Parsing ASCII characters with Erlang

Question

Parsing ASCII characters with Erlang

What confuses what needs to be done is parsing and at what end is the client / server.

When i send an Umlaut 'Ö' to my ejabberd, it is received by ejabberd as <<"195, 150">>

After that, I will send this to my client in the form of push notifications (via GCM / APNS). From there, the client builds UTF-8 decoding for each digit one at a time (this is wrong).

 ie 195 is first decoded to gibberish character   and so on.

This reconstruction needs identification if you need to use two bytes or 3 or more.

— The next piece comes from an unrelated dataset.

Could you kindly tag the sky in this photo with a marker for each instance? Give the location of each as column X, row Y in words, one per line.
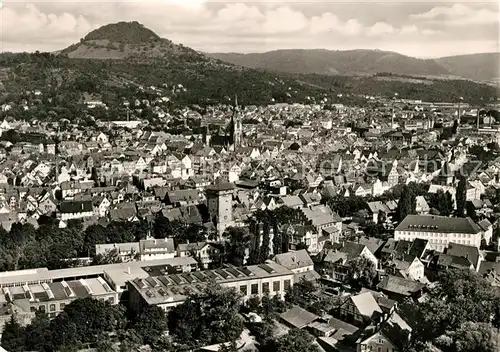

It depends on the language of the letters (German here, for example).

How does the client identify which language it is going to recover (the number of bytes to decode at a time)?

To add more

 lists:flatten(mochijson2:encode({struct,[{registration_ids,[Reg_id]},{data ,[{message,Message},{type,Type},{enum,ENUM},{groupid,Groupid},{groupname,Groupname},{sender,Sender_list},{receiver,Content_list}]},{time_to_live,2419200}]})).

Produced by json as:

 "{\"registration_ids\":[\"APA91bGLjnkhqZlqFEp7mTo9p1vu9s92_A0UIzlUHnhl4xdFTaZ_0HpD5SISB4jNRPi2D7_c8D_mbhUT_k-T2Bo_i_G3Jt1kIqbgQKrFwB3gp1jeGatrOMsfG4gAJSEkClZFFIJEEyow\"],\"data\":{\"message\":[104,105],\"type\":[71,82,79,85,80],\"enum\":2001,\"groupid\":[71,73,68],\"groupname\":[71,114,111,117,112,78,97,109,101],\"sender\":[49,64,100,101,118,108,97,98,47,115,100,115],\"receiver\":[97,115,97,115]},\"time_to_live\":2419200}"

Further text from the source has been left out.